Monday, February 16, 2009

Lessons in Cultural Differences

Chance Wayne: We’ve come back to the sea.

Princess: What sea?

Chance: The Gulf.

Princess: The Gulf?

Chance: The Gulf of misunderstanding between me and you …

                              Tennessee Williams, Sweet Bird of Youth

A group of Afghan Army medics recently quizzed a colleague of mine by asking him to give priority to the following vehicle processions: a wedding party, a funeral convoy, the presidential escort team, and an ambulance traveling with a casualty. The Afghans wanted to know who the American thought was most important and most deserved the right of way should they be encountered on the road. My colleague responded quickly that the ambulance was the first priority, with the presidential vehicle likely second, the funeral procession third, and the wedding party least important.
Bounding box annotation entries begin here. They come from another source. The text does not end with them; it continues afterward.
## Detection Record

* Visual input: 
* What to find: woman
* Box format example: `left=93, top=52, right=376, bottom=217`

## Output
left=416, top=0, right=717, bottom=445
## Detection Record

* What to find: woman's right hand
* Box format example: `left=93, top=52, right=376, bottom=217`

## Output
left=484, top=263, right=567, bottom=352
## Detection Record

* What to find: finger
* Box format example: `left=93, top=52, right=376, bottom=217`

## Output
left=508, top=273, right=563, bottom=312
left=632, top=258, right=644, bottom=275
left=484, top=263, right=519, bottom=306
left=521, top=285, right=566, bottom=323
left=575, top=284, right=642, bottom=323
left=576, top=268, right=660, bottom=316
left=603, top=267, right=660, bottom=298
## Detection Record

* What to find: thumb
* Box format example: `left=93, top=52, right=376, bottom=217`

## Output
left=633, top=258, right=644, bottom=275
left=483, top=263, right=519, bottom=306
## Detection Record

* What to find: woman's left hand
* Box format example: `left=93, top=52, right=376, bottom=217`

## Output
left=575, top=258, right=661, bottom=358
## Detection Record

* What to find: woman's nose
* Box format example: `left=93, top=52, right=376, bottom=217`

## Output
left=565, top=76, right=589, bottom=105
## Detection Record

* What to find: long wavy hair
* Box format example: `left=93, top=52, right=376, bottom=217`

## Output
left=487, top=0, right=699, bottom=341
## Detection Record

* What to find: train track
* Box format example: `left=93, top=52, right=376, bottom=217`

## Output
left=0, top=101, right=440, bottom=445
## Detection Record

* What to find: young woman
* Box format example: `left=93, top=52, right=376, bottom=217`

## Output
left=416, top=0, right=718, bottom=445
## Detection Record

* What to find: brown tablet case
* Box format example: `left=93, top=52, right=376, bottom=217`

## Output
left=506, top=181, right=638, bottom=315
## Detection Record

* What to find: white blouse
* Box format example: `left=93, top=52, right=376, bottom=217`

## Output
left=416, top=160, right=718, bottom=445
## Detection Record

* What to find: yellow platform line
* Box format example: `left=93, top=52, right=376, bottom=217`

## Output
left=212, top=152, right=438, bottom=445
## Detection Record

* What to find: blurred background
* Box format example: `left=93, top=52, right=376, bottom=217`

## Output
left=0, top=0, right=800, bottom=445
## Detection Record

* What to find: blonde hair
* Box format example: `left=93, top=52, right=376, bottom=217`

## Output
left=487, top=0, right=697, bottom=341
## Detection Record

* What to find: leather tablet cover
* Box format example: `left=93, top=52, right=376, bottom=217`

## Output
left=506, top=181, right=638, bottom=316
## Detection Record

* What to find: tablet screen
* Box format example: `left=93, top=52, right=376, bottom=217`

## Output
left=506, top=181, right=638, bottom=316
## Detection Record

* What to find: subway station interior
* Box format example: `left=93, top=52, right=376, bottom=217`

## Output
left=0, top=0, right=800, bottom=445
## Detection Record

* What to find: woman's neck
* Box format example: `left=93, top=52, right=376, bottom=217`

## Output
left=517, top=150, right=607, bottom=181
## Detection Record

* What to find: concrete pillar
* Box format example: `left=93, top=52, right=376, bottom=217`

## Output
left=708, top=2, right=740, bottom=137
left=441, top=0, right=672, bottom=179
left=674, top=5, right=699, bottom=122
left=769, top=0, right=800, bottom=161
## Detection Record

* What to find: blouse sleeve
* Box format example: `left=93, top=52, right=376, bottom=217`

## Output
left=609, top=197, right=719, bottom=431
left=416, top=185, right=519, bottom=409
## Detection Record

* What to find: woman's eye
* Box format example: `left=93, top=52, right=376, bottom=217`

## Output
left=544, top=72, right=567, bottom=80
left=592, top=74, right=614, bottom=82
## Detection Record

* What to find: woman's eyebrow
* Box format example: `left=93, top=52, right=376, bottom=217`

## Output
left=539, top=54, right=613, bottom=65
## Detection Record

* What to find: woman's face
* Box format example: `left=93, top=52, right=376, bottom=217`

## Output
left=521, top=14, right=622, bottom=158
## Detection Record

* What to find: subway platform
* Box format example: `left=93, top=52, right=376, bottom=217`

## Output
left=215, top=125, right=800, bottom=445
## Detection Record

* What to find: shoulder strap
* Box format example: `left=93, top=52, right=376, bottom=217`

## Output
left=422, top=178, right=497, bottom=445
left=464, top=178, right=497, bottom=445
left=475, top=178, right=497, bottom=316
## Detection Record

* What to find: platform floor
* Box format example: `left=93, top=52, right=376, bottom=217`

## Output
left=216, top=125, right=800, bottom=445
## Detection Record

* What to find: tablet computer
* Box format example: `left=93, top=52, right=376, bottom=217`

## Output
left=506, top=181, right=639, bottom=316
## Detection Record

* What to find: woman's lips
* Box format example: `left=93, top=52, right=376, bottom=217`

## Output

The Afghans were aghast. They argued that a wedding is the most important event of a person’s life, and that it was only right and correct and fitting that the wedding procession deserved priority over all other groups. The vehicles carrying the dead and the deceased’s relatives would be the second priority, as the funeral signifies that a person is going to meet Allah (apparently the most important moment in a person’s death). The Afghans rated the presidential convoy as the third most important since they carried the leader of the nation. The ambulance, they insisted, was certainly the least important of the processions. The person inside was injured already, they argued. The victim’s fate was more in the hands of God than those of the paramedics and the physicians the casualty might see if newlyweds and dead people didn’t completely block access to local medical care. The Afghans seemed to believe that clearing a path to the nearest hospital would do little to improve the injured person’s chance of survival.

After I heard this story, I began to think strategically on how we could improve emergency medical care in Afghanistan. My first thought was that we should paint and decorate all ambulances to resemble a bride’s vehicle. And maybe we could add edifices to the Afghan hospitals so they would have the outward appearance of one of the ornate wedding halls that are omnipresent and very popular here for nuptials celebrations. A longer term goal would be to ease the sexual repression and frustration that add so much social (and physical) imperative to the wedding (and the wedding night).

All of my thoughts, however, and all of my strategy might very well prove foreign to the many Afghans. After all, we would not agree that even a blushing bride should wait out a rushing ambulance if they arrived simultaneously at an intersection. The Afghans would likely be stunned to hear that I have devout Catholic friends who no doubt would call a halt to a wedding reception to recite a short prayer for the injured should they even hear a distant siren wailing. The difference in how Americans and Afghans think sometimes is quite startling. Hypothetical scenarios such as the aforementioned vividly illustrate the contrast.

I think Americans and our Afghan colleagues can bridge differences as we work together to improve the lot of the average person here, but contrasting sociocultural attitudes, beliefs and priorities often makes the work difficult. Recently a group of Afghan Army colonels were discussing with their American colleagues a proposed system of casualty evacuation from a battle site. The Americans assumed that serious casualties would be transported for care first, followed by the less seriously wounded, and then the dead.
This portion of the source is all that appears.